The remedy to the “twenty bridges” problem, then, lies with our abilities to infect others with our perplexities and be willing to be infected in return.  I make you aware of what I see, think, prefer, etc.  by sharing them with you and when you do the same, I listen without judging or criticizing.  This is not always easy.  As I said, in order to be successful in “infecting” each other,  we must be skillful.  Most of our concerns and frustrations involve what others do or don’t do,  and talking about them may make one or both of us feel threatened or defensive.   Effective conversations are required – fierce ones are best –  and they are most successful when they begin with I-Messages.  By beginning with an I-Message, I am able to make you aware of my perplexities and, at the same time, reducing the chances that you may be offended.

Here are some opening lines about “perplexities”  that can open the door to longer conversations and, further down the road, lead to cooperation:

– I am worried about how much we are spending on recreation.

 – I am frustrated we have not started a meeting on time once in the past three months;

  -I am concerned that we are way over budget.

–  This sounds like over-promising on results I’m not sure we can deliver. This worries me a lot.

– I left the meeting really upset.  While I was trying to explain my idea for the Franklin project, you interrupted me three times.

 – I am really uncomfortable right now, and would prefer to come back and talk about it later.

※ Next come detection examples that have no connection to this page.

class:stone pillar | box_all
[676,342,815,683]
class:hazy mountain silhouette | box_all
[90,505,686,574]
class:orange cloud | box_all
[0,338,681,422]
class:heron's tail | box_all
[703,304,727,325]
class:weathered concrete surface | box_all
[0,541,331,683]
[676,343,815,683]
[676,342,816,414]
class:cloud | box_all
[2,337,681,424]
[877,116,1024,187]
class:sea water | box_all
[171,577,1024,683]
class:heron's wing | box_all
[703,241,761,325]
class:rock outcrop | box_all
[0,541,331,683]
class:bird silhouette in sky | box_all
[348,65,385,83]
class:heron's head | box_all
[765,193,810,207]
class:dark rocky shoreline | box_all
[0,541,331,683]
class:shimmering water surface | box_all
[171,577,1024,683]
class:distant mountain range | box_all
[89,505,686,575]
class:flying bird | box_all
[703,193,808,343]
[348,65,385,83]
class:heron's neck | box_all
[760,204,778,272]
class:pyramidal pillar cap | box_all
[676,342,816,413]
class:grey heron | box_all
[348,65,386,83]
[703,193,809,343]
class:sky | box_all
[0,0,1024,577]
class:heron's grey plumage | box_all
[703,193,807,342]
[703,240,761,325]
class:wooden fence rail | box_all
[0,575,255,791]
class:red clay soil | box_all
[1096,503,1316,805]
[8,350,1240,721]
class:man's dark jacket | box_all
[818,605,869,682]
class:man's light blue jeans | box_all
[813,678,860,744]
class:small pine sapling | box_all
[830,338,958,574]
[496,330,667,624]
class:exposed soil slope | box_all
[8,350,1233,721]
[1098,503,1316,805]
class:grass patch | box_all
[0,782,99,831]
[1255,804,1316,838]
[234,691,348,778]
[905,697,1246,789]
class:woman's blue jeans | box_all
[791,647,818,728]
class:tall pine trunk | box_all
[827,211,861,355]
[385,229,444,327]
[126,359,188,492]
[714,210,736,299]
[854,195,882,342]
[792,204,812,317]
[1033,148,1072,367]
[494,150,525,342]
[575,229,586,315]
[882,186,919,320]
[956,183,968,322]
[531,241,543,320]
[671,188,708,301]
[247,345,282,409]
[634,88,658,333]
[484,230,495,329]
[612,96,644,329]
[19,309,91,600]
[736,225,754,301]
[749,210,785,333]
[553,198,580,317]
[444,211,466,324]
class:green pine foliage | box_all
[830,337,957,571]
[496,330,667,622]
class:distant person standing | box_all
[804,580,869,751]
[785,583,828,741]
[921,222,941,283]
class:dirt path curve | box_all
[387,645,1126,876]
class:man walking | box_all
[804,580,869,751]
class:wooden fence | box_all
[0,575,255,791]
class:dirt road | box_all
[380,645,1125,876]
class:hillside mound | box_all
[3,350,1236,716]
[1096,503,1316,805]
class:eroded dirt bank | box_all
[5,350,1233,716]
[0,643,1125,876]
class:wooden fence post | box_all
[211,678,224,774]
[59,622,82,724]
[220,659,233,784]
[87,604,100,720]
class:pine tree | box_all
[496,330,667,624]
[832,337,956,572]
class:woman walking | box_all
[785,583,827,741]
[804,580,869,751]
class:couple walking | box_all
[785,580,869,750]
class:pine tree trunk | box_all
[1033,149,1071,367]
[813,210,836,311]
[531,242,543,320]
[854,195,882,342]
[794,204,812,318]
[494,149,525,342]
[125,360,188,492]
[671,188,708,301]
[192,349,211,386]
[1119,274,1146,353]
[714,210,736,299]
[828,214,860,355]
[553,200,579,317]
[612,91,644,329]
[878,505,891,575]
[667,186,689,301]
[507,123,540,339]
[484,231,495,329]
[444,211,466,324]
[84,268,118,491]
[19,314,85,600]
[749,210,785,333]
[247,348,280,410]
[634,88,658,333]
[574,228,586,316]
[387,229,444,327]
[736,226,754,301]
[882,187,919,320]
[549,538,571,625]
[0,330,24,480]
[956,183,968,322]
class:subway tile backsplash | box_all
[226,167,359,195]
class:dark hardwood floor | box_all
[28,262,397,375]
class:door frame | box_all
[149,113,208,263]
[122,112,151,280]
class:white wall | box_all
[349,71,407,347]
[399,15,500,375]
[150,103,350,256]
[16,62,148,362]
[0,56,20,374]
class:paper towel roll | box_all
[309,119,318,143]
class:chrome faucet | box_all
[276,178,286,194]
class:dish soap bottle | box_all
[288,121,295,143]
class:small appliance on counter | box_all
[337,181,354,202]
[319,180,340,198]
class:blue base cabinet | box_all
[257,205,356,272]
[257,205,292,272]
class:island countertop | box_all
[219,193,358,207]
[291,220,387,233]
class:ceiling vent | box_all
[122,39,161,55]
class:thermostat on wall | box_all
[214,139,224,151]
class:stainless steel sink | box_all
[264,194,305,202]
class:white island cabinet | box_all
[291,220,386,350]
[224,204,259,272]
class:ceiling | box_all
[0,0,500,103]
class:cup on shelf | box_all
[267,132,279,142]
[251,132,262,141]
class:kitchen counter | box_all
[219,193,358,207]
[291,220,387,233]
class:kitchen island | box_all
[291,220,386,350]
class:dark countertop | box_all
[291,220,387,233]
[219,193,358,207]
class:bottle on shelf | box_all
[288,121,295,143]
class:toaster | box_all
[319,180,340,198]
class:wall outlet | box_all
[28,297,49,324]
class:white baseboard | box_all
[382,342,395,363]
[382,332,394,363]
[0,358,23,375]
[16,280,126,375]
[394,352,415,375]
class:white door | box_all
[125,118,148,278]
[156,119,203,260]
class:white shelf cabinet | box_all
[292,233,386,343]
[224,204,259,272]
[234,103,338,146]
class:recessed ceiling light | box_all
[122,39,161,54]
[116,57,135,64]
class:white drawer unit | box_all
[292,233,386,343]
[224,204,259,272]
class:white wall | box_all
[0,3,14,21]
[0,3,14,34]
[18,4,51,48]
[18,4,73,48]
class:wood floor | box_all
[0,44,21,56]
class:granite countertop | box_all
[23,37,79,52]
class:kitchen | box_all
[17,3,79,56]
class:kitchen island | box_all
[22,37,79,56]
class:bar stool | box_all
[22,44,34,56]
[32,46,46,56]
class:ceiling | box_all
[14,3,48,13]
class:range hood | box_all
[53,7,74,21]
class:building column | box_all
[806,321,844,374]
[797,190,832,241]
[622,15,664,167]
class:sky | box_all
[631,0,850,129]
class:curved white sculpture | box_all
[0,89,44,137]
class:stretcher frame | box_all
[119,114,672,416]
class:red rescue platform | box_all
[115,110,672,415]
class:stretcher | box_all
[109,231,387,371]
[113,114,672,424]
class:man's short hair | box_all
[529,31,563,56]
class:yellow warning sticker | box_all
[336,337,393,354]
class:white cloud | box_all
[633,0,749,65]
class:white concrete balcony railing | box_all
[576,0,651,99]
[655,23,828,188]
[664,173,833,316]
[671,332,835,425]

First sentences are not all there is to conversations that “infect” others.  The next step is to encourage the other to share his or her perception of the situation or event, and then, once each understands the perspective of the other, work together to find a better way to handle the problems.

Encouraging Infections

“Infecting” others with our concerns and perplexities, and allowing them to “infect” us in return, offers us an opportunity to stand together on the same bridge and look toward the same village. For this task, helpful language is the key, and conversations that make frequent, skillful, and appropriate use of I-Messages greatly increase our chances of moving together in the same direction toward the same village.   Then we can grasp hands and, whooping and hollering, cross the bridge and “throw our bodies” at a wicked problem with enough energy and for enough time that we eventually smash it to the ground.

 

 

 

 

 

 

 

 

 

 

 

One thought on “Infect Others, Become Infected

  1. Nancy

    A great weaving together of different threads that reinforce one another. It was illuminated to thing of these things in concert. Hannah Arendt is an apt philosopher for these questions, since what mattered most to her was the new things that could come into the world when people think and act together. Thanks for this!